Couples, a clear favorite of the fans in attendance, was a birdie machine all day with three in his first six holes, three straight on holes 9, 10 and 11 and one more on 16. The 2017 AmFam Champion battled through three preventable bogeys---one on the par-4 15th hole---to finish with a 4-under 68.
“I think I could go play where I was on 15 a thousand times and maybe bogey it once and I happened to bogey it today just because I was in a groove and I thought it was not a difficult shot,” Couples said. “Other than that, it was a good round. Bogeyed 17, mis-clubbed a shot, made a good bogey, two-putted from 100 feet. But I made my share of putts, I made a lot of putts.”

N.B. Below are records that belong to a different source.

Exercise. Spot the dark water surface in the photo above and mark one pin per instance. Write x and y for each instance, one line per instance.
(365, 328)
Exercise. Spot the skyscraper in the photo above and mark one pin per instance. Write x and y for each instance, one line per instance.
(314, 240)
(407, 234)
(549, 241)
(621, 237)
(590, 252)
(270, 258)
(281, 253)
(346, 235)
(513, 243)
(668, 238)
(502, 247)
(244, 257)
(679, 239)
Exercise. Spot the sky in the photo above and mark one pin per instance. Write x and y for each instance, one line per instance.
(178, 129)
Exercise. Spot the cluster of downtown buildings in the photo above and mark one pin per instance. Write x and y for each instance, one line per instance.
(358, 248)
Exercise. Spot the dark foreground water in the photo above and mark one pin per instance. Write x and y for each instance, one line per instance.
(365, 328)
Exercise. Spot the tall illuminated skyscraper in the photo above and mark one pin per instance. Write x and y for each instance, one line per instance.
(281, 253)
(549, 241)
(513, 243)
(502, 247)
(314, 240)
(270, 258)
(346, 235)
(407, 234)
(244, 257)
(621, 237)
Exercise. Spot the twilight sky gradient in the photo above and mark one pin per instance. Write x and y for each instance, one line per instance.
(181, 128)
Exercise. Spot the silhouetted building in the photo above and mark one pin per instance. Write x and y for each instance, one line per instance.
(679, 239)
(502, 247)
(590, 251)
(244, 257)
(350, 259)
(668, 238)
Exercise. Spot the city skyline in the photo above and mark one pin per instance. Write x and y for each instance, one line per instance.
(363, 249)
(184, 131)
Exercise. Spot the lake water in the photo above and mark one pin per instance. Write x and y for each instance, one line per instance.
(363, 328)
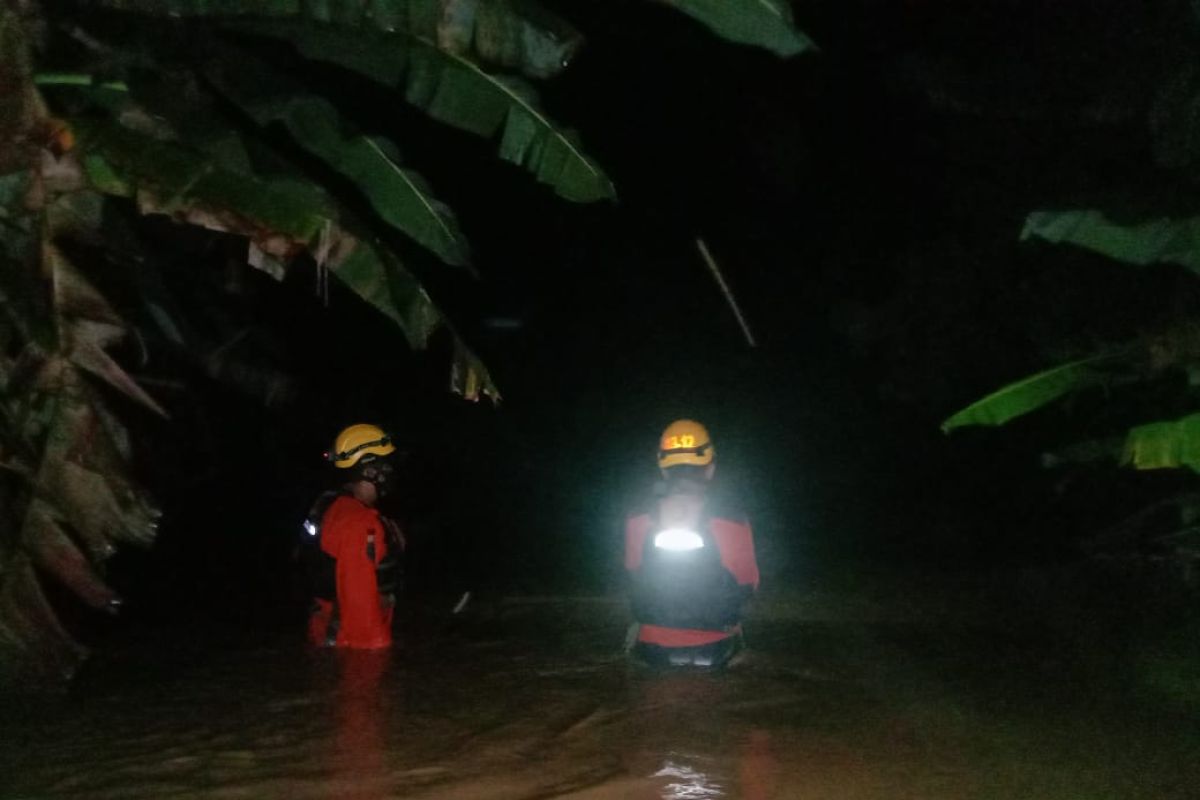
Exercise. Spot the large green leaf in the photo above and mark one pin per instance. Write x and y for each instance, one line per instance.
(281, 217)
(760, 23)
(1173, 240)
(1165, 445)
(459, 92)
(400, 196)
(1030, 394)
(511, 34)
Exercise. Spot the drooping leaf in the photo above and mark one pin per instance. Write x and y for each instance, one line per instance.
(456, 91)
(469, 377)
(281, 217)
(511, 34)
(1171, 240)
(759, 23)
(1164, 445)
(399, 196)
(1030, 394)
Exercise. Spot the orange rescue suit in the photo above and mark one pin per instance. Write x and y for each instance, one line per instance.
(346, 531)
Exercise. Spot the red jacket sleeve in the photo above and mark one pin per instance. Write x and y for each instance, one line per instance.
(736, 542)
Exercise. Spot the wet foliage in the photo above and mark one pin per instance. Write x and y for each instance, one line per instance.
(223, 116)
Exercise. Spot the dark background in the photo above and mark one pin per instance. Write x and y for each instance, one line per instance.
(865, 204)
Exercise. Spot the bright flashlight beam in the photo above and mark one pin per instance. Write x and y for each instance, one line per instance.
(678, 539)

With Miguel Angel-Jimenez and Jerry Kelly out in front at seven-under-par and five-under-par respectively, Furyk and Couples will enter Saturday T-3 at -4 and Stricker at T-14 at -2.
Even despite the condition of the course and the golf itself, though, the story of the day for both the fans and the golfers was the weather.
“Well, you know, to be honest with you, if we did this for another month or so, it wouldn't be a problem, but it's like our first tournament with humid and hot heat. It will whip you,” Couples said. “No, I'm not going to die. I mean, I hope not. But again, it's the first day. Last week I played in Des Moines, it was a little warm but nothing like this. You just get drenched on the range. There's no wind, so it's just hot. Hate to use the word, it's a challenge, but it's not an easy day to keep thinking and keep fresh.”
Wisconsin native Stricker echoed Couples’ statement.
“Oh, is it hot. Yeah, this is August weather in Wisconsin. Like on 18 there with all the stands around there, there's no breeze whatsoever, so it was very hot at times. Then the wind would kick up and you'd be like, wow, like the air conditioning unit turned on. It was extremely hot. I thought it was a great crowd considering the conditions.”
The three will tee it up again tomorrow, look to rise up the leaderboard and gain ground after tournament leader Angel-Jimenez’s opening round 7-under 65.